One of the things that might be useful to know about your girlfriend, co-workers, or your parents is whether or not they are actually interested in helping you move forward in life, or if they are in a completely different frame that doesn't include your needs as a priority. This can be hard to tell, because sometimes their needs align with yours by chance or circumstance, rather than because they want your success. Sometimes, they have no actual interest in helping you, but the cost of opposing you is (temporarily) too high for them.

 

Situation

.1. Someone leaves their shoes in the way so that you trip over them. You mention it a bunch of times, the other person makes a poor effort to improve.

-or-

.2. The other person makes a stern request to you that you find unreasonable. They ask you to put something away that you need to use on an hourly basis.

 

You accept these things to avoid an argument, even though the other person, in your estimation, is clearly wrong or would not be greatly inconvenienced by doing things your way.

 

These things can accumulate. The problem is, as you let them slide, they encroach more and more on your life, one inch at a time, making decisions that have no logic or discernible value. Since you're catering to useless requests, you can actually lose sight of your own goals, so the other person now sees you not only as a doormat, but also as a failure. The other person loses too; they have an exaggerated sense of their own competence, and they've lost whatever benefits you could have provided to them by being focused on useful things.

 

Prevent this problem from growing into a monster. As soon as possible, choose something where the other person is being stubborn. Put your foot down, requesting that things be changed. Choose your battleground wisely. The matter in question should be so small that the other person cannot make big counter-threats without seeming totally insane and unreasonable. Persist, and gauge their reaction. Do this for 2-3 things to get some data.

 

Since the request is small, you don't have skin in the game; so you can pressure them into seeing things your way, without becoming emotional about the consequences of losing. You can remain relaxed while squeezing the vice.

 

Potential Results:

1) They will realize you're actually very serious about doing things a certain way, and comply.

2) They will become irate and start a big argument over nothing, realize how unreasonable they are, and apologize later, and comply.

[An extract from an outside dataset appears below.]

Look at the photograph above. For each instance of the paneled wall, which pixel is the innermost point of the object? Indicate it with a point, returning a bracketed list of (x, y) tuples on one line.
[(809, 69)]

3) They will not let it go. When you insist, they start attacking you relentlessly , without logic or reason. You've found a red flag. The other person isn't interested in your needs. They tolerate you because you're convenient or maybe even a doormat. It doesn't mean they hate you, but it does mean that are unwilling to make small changes in their life for something that matters a lot to you. They are not necessarily your enemy, but they are likely to screw you over in the future.

 

tl-dr; A disproportionate escalation when you make firm but reasonable requests is ALWAYS suspicious. Fish this garbage out early by not avoiding uncomfortable conversations, at home and at work.